C. S. Lewis on the Importance of Imagination

Just yesterday I came across this quote from a letter by C. S. Lewis. It captures a truth important to me about reading to children, and the sorts of things they need exposure to. Of course Lewis also argues elsewhere that stories themselves have a keen power in pointing us to Christ. So awakening the imagination is also part of pointing one to Christ.
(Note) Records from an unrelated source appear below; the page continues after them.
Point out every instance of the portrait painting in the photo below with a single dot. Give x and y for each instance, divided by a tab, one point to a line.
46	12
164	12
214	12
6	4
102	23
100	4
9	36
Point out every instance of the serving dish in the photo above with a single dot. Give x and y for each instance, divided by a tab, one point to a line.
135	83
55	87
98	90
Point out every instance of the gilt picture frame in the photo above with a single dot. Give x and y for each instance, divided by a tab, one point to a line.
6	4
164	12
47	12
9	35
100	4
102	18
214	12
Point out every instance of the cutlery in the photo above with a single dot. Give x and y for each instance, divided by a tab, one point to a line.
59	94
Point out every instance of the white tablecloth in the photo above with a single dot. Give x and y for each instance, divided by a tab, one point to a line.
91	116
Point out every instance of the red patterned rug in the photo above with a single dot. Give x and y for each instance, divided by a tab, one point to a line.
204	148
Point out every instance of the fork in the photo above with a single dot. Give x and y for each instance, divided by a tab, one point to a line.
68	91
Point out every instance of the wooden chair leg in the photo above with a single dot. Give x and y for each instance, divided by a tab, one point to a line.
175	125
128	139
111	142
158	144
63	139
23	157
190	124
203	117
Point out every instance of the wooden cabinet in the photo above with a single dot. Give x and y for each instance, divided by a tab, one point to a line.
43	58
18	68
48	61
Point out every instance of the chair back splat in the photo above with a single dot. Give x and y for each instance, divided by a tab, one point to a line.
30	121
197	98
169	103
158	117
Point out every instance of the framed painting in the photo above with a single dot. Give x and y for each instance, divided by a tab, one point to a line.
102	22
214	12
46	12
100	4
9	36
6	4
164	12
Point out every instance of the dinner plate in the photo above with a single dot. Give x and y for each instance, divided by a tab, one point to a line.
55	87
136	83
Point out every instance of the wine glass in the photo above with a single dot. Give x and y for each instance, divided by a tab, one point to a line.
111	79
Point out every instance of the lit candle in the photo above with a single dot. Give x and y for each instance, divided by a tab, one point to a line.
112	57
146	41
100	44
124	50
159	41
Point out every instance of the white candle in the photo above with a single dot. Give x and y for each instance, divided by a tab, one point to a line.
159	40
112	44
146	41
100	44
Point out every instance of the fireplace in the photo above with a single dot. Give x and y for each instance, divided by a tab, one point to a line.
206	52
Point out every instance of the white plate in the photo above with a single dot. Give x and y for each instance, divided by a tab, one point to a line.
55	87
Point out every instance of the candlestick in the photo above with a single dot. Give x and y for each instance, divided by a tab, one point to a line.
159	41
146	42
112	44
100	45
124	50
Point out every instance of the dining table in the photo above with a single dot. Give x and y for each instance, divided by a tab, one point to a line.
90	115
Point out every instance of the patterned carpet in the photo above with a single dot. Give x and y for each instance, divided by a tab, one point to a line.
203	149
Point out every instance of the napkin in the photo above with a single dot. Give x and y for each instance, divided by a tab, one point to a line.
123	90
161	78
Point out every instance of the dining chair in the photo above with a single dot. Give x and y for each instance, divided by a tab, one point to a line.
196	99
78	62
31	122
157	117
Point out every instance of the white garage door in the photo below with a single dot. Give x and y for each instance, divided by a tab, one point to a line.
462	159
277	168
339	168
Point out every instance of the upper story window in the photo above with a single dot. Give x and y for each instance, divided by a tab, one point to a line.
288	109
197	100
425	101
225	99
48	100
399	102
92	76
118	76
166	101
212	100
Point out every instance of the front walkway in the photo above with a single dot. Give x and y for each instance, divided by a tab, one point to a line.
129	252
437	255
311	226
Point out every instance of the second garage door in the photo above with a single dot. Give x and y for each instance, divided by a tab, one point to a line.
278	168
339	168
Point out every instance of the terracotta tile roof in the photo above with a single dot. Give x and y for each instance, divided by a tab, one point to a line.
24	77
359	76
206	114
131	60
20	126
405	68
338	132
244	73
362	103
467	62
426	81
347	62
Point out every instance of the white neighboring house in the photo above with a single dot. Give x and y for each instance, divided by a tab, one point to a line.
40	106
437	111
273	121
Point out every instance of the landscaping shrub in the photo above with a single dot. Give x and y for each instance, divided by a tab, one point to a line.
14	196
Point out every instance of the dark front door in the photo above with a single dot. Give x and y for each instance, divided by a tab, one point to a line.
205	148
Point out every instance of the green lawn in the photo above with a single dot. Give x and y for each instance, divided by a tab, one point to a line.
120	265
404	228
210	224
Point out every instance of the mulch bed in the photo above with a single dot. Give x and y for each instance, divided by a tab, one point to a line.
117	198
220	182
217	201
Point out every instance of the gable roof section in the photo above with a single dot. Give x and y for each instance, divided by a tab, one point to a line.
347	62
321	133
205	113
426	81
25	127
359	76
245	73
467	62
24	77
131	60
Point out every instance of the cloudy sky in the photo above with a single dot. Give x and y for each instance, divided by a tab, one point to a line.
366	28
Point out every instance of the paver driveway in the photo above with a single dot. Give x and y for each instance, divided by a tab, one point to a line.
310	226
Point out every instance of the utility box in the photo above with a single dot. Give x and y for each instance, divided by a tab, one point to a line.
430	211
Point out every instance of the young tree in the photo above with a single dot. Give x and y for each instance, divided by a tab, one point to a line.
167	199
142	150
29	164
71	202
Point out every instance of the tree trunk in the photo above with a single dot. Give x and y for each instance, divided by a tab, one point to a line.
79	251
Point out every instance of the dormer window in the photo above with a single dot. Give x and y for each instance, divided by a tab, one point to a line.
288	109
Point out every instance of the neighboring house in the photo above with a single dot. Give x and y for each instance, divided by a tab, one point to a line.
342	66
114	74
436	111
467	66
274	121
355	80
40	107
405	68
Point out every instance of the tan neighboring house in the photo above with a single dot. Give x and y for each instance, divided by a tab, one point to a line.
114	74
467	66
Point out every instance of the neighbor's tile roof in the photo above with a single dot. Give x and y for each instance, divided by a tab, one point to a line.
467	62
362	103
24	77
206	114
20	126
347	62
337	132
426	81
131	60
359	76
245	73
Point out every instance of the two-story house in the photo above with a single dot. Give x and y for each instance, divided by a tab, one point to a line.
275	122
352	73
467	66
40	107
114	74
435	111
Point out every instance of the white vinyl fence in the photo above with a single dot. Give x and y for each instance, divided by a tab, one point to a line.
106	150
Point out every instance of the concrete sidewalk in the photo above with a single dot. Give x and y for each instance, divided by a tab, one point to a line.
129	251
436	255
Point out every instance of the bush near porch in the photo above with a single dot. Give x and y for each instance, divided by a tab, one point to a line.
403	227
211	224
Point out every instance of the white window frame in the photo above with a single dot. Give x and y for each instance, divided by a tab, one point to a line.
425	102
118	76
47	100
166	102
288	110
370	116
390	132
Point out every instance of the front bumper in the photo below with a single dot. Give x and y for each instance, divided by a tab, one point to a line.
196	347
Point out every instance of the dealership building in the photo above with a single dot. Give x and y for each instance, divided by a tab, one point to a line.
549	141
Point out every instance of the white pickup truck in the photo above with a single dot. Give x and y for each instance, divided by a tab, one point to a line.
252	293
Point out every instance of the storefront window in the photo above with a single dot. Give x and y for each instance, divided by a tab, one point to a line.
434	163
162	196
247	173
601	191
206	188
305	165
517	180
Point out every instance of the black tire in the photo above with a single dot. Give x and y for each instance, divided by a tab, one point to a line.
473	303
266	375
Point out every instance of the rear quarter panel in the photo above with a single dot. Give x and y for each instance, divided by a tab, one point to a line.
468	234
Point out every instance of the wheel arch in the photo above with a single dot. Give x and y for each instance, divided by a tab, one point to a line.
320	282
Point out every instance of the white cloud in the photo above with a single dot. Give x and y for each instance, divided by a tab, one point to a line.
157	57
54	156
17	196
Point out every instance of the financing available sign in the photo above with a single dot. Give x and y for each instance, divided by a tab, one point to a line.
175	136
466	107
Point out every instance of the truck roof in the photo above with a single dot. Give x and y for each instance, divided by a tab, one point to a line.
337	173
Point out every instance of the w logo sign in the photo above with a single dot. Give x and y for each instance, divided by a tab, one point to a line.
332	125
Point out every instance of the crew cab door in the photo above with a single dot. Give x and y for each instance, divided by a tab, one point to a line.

“Minto reads him the Peter Rabbit books every evening, and it is a lovely sight. She read very slowly and he gazes up into her eyes which look enormous through her spectacles – what a pity she has no grandchildren. Would you believe it, the child has never been read to nor told a story in his life? Not that he is neglected. He has a whole time Nurse (an insufferable semi-lady scientific woman with a diploma from some Tom-fool nursing college), a hundred patent foods, is spoiled, and far too expensively dressed: but his poor imagination has been left without any natural food at all. I often wonder what the present generation of children will grow up like. . . . They have been treated with so much indulgence yet so little affection, with so much science and so little mother-wit. Not a fairy tale nor a nursery rhyme.”

– Quoted in Alan Jacobs, The Narnian: The Life and Imagination of C. S. Lewis, 217). (New York: HaperCollins, 2005), 234-35.